BYOD: Five things businesses and IT need to know
Summary: Businesses must find secure, efficient ways to give employees access to corporate assets, while protecting data and business operations.
Commentary - The concept commonly referred to as BYOD (Bring Your Own Device) is trending. As the number of people accustomed to selecting and using their own devices and technology grows, companies must figure out ways to accommodate decentralization and loss of control. With this growing trend, CIO and IT decision makers are feeling pressure to transform their organizations to address the top-down push by executives and bottom-up demand by knowledge workers to support the consumerization of enterprise IT.
While businesses can save money by letting employees buy and support their own devices, they must then find secure, efficient ways to give employees access to corporate assets, while protecting data and business operations.
It’s clear that BYOD will continue to capture headlines, be the topic of executive meetings and create shifts within IT departments everywhere. So how do IT professionals ensure that their business and IT departments are ready for this shift? Here are the top five things they need to know:
Sign off
Decide if you want to have employees sign a waiver or contract in order to enforce password protection, anti-virus installation, and any other security measures to protect company data.
Support groups
With the decentralization of the device must come the decentralization of the support model for that device. The proliferation of BYOD necessitates the company’s IT support organization to adopt community support practices.
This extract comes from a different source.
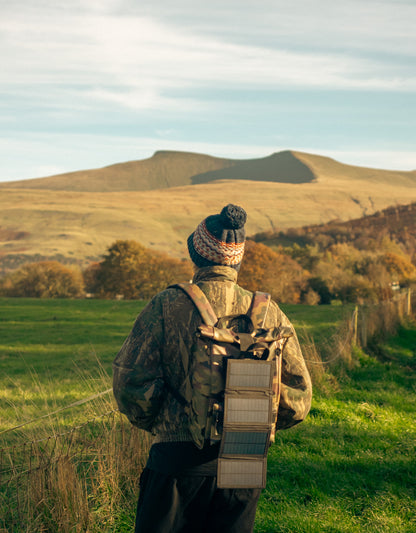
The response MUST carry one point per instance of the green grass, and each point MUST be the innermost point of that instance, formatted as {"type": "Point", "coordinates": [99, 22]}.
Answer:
{"type": "Point", "coordinates": [350, 467]}
{"type": "Point", "coordinates": [55, 352]}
It is unlikely that a traditional service desk organization will have the bandwidth or knowledge necessary to support a variety of devices. This would be immediately unscalable.
The beauty of BYOD is that employees no longer expect support from IT. They know how to get help elsewhere, allowing IT to focus on transformative activity that actually matters to the business. Social IT support and collaboration principles and technologies can help employees help themselves and each other. Support an environment where individuals can ask for help and get help. This evolved support model should act as a support facilitator by curating this content and making it searchable.
Choose your (de)vice
Traditional, platform-dependent software applications will create technology and data compatibility issues for the business. IT organizations must begin to ease the transition now by moving to cloud-based, platform-agnostic, extremely accessible applications now. In the meantime anticipate glitches and performance deviations while application modernization makes its way through the enterprise.
Terms & conditions
Will the company compose a BYOD terms & conditions contract about how the device can be used outside of work? This approach is a bit misguided. The business should spend more time worrying about the data and less time worrying about the device. A contract will create unnecessary work for the business and privacy concerns for employees.
Price limit
Determine how personal devices will be expensed. Will employees be responsible for all technology costs and maintenance, or will the company be expected to reimburse? If the company will be covering devices, is there going to be a price limit? For phone usage, how will the company differentiate between work-related phone charges and personal phone calls? Simplify the solution to any of these potentially tricky scenarios for best results.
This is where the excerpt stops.